Les 3 ordres de Pascal dans les Pensées

22 novembre 2009 0 Par caroline-sarroul

Il y a trois  » ordres  » : l’ordre des corps, l’ordre des esprits, l’ordre de la charité.

Un Ordre, c’est un niveau de réalité ou un plan d’existence.

  1. Chair : Pascal désigne par ce terme non pas la « chair « au sens physique du terme, mais l’opposé de l’esprit ; il établit un lien entre chair et concupiscence. Raison : faculté de l’Universel. Son pouvoir doit être relativisé. La raison, en effet, est discursive : elle ne permet donc pas de saisir ce qui est au delà du discours, l’indicible. La foi dépasse la raison mais sans la contredire  » Et c’est sur ces connaissances du coeur et de l’instinct qu’il faut que la raison se fonde, et qu’elle y fonde tout son discours  » (B.282 ) Coeur : (du latin cor, viscère, puis, par extension, siège des sentiments) . Chez Pascal le coeur désigne une connaissance immédiate, intuitive qui nous donne accès à Dieu directement, mais aussi aux axiomes, aux premiers principes de la connaissance. Le coeur est égalementla faculté qui nous permet de saisir ce qui est singulier (comme l’intuition chez Bergson) (Pensée 282)
    Charité : Amour désintéressé d’autrui inspiré par l’amour de Dieu.

  

Les pensées, Section IV, Des moyens de croire

248  La foi est différente de la preuve; l’une est humaine, l’autre est le don de Dieu. Justus ex fide vivit Ro.1:17 c’est de cette foi que Dieu lui-même met dans le coeur, dont la preuve est souvent l’instrument, fides ex auditu Ro.10:17, mais cette foi est dans le coeur, et fait dire non scio, mais credo.

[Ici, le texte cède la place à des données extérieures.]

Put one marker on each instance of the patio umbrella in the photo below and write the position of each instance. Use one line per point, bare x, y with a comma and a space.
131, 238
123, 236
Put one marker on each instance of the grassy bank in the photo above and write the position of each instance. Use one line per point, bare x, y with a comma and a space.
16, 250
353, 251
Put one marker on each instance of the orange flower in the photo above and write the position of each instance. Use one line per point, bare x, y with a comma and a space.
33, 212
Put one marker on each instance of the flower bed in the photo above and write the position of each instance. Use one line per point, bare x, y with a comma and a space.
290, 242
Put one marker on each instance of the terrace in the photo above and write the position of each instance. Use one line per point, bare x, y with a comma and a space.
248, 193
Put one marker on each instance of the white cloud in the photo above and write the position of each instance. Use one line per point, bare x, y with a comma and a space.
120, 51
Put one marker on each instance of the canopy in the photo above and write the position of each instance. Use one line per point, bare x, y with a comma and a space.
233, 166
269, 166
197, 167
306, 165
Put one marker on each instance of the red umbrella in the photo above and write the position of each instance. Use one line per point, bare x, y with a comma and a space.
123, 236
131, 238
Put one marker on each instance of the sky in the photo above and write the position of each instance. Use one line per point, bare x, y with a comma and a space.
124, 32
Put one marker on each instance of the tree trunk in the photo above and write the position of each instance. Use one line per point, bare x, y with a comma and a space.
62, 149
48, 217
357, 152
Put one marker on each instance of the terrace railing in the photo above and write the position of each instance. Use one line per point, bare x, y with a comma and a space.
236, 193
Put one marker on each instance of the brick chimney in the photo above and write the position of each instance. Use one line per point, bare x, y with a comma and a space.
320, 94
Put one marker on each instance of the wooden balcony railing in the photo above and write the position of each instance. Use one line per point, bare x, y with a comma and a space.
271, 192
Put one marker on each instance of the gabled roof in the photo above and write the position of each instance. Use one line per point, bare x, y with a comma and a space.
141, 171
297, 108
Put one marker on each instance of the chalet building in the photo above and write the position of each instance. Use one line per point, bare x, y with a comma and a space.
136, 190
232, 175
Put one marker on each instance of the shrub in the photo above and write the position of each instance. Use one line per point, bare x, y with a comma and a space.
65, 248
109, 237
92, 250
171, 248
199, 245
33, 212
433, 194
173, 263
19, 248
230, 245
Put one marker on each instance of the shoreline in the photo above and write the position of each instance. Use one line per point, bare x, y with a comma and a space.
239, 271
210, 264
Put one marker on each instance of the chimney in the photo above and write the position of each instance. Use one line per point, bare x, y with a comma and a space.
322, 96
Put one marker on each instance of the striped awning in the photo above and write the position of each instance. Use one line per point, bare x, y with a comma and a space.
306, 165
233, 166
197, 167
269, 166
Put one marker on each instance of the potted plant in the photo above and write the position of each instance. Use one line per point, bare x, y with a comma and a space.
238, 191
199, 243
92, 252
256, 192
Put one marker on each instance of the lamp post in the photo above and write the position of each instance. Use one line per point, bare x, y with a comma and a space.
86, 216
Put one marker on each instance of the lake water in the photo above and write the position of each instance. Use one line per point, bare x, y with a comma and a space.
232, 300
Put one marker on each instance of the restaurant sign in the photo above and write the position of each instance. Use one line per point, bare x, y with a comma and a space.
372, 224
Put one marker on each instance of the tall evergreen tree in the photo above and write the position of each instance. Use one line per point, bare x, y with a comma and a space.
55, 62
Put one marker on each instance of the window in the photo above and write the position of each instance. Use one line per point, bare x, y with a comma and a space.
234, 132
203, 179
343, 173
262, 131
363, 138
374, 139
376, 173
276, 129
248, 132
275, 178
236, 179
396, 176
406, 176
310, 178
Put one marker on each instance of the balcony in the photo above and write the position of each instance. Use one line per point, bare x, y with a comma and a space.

252 La raison agit avec lenteur. Le sentiment n’agit pas ainsi: il agit en un instant, et toujours prêt à agir. il faut donc mettre notre foi dans le sentiment; autrement elle sera toujours vacillante.

 253 Deux excès: exclure la raison, n’admettre que la raison

265  La foi dit bien ce que les sens ne disent pas, mais non pas le contraire de ce qu’ils voient. Elle est au-dessus, et non pas contre.

 267 La dernière démarche de la raison est de reconnaître qu’il y a une infinité de choses qui la surpassent; elle n’est que faible, si elle ne va jusqu’à connaître cela. Que si les choses naturelles la surpassent, que dira-t-on des surnaturelles?

273 Si on soumet tout à la raison, notre religion n’aura rien de mystérieux, et de surnaturel. Si on choque les principes de la raison, notre religion sera absurde et ridicule.

275 Les hommes prennent souvent leur imagination pour leur coeur; et ils croient être convertis dès qu’ils pensent à se convertir

277 Le coeur a ses raisons que la raison ne connaît point.

 278 C’est le coeur qui sent Dieu et non la raison. Voilà ce qu’est la foi, Dieu sensible au coeur, non à la raison.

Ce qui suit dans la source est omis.